Healthcare draws election-year worry, but 2016 repeat not seen

Author: Agencies

NEW YORK: With another election year looming, investors in the healthcare sector are wary the coming months could reopen wounds suffered during the 2016 US presidential race. Healthcare becoming as a hot an issue in the 2018 midterm elections as it was two years earlier could threaten the sector. A big risk stems from voters giving majorities to Democrats in the US Senate and House of Representatives, in a rejection of President Donald Trump’s Republican party. Investors worry that shift would pressure the industry, including through a greater focus on prescription drug prices, even if Trump’s grip on the presidency tempers any regulatory changes. In 2016, similar scrutiny had plagued the healthcare sector, particularly pharmaceutical and biotechnology shares. “If we woke up tomorrow and it was a given fact (the Democrats) were going to take over the House and the Senate, healthcare would be one of the worst-performing sectors of the market,” said Walter Todd, chief investment officer at Greenwood Capital Associates in Greenwood, South Carolina. Momentum behind such a shift appears to be building after Democrat Doug Jones on Tuesday won a special Senate election in Alabama that will cut the Republicans’ Senate edge to 51 seats against 49 Democrat seats.
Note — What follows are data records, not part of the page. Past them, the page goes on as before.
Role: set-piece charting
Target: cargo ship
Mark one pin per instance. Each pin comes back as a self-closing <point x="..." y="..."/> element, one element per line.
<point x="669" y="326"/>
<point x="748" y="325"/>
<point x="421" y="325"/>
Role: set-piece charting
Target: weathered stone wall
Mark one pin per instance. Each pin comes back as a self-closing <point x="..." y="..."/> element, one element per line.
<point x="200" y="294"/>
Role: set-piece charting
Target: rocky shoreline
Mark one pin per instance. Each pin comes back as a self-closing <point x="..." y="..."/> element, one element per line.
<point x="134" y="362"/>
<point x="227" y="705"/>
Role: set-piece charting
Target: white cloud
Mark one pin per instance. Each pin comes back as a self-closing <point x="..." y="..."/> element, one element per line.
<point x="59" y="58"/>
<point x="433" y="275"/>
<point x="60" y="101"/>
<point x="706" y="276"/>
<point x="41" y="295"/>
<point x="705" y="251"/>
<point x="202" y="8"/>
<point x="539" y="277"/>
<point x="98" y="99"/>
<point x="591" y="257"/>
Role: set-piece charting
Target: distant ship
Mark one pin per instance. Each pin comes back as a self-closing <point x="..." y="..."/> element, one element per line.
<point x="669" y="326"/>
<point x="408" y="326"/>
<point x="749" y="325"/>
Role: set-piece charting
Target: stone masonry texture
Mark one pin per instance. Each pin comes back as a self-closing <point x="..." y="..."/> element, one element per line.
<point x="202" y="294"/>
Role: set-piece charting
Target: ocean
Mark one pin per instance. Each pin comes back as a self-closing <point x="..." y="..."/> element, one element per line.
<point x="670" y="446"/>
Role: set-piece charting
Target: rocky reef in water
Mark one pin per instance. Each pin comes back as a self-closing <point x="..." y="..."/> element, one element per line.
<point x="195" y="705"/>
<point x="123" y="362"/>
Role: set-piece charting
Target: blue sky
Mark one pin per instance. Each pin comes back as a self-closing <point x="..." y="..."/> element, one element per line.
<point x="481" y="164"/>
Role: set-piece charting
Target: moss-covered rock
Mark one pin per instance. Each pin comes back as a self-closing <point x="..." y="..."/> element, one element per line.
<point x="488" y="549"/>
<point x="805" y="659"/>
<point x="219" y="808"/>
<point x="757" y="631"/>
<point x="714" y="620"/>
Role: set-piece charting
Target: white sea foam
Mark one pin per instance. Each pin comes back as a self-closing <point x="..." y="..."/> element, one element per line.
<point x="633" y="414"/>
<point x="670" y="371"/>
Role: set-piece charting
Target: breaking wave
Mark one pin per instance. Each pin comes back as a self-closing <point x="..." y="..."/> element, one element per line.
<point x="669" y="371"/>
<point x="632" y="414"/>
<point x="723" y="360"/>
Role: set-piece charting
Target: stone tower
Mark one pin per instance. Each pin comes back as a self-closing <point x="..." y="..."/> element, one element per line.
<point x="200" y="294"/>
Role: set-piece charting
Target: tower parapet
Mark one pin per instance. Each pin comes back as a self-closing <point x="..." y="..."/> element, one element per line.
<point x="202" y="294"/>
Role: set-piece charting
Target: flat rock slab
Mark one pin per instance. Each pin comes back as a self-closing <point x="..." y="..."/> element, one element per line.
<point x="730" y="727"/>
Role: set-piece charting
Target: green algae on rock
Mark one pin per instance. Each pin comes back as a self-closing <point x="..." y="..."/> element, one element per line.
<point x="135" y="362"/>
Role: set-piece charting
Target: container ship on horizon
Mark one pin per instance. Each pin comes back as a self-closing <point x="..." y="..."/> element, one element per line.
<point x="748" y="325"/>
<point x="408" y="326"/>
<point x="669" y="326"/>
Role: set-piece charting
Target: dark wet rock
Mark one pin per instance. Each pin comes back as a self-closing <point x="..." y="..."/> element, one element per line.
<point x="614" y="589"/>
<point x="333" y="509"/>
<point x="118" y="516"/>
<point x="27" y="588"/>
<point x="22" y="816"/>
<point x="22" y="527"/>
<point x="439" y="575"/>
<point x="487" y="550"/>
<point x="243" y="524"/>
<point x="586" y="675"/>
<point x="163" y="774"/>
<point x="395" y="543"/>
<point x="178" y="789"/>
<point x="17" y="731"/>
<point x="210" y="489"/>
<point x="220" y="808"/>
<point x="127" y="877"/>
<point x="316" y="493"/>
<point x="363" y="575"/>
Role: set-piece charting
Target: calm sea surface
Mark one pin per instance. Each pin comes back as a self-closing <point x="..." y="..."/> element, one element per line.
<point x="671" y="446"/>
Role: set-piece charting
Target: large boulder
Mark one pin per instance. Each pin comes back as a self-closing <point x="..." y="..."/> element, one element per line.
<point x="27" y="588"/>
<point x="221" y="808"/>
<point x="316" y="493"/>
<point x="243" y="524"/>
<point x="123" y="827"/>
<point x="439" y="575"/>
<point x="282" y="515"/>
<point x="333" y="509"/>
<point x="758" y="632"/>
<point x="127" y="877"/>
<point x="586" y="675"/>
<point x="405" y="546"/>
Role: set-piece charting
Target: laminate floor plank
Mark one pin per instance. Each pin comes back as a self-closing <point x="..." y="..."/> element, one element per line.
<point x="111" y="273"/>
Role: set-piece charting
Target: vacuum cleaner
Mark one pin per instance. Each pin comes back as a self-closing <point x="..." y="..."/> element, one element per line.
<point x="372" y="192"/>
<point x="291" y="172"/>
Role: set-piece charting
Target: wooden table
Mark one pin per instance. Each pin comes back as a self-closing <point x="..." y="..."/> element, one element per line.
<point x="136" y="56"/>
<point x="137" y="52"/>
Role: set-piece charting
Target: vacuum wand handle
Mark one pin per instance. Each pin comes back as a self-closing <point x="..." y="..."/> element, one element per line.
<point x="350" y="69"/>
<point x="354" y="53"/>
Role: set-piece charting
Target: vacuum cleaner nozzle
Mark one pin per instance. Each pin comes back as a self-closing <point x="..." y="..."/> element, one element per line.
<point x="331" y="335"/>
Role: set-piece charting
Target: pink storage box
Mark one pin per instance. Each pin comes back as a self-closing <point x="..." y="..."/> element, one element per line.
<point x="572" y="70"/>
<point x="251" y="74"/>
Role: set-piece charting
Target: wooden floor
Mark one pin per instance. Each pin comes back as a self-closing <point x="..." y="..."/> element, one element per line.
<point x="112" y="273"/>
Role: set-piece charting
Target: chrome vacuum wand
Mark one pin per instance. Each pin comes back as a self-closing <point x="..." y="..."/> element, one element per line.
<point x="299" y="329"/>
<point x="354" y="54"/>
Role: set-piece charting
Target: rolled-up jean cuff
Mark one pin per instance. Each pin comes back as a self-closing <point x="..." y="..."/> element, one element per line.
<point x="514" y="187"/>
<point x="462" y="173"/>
Even so, healthcare shares would likely stand up better to election risk in 2018 than they did to the scrutiny of the sector in 2016. For one, the sector is cheaper relative to the broader market following 2016’s struggles. Investors also say it could benefit from a potential boost in merger activity if drugmakers and other multinational companies bring back cash held overseas under the tax overhaul bill moving through US Congress. The stocks also may be less vulnerable now to news about high drug prices and other healthcare developments, having already weathered those headlines in 2016, investors say. And some investors are also less concerned that healthcare will be a significant topic on the campaign trail this time around, given other issues that have come to the forefront since Trump’s election.

Published in Daily Times, December 17th 2017.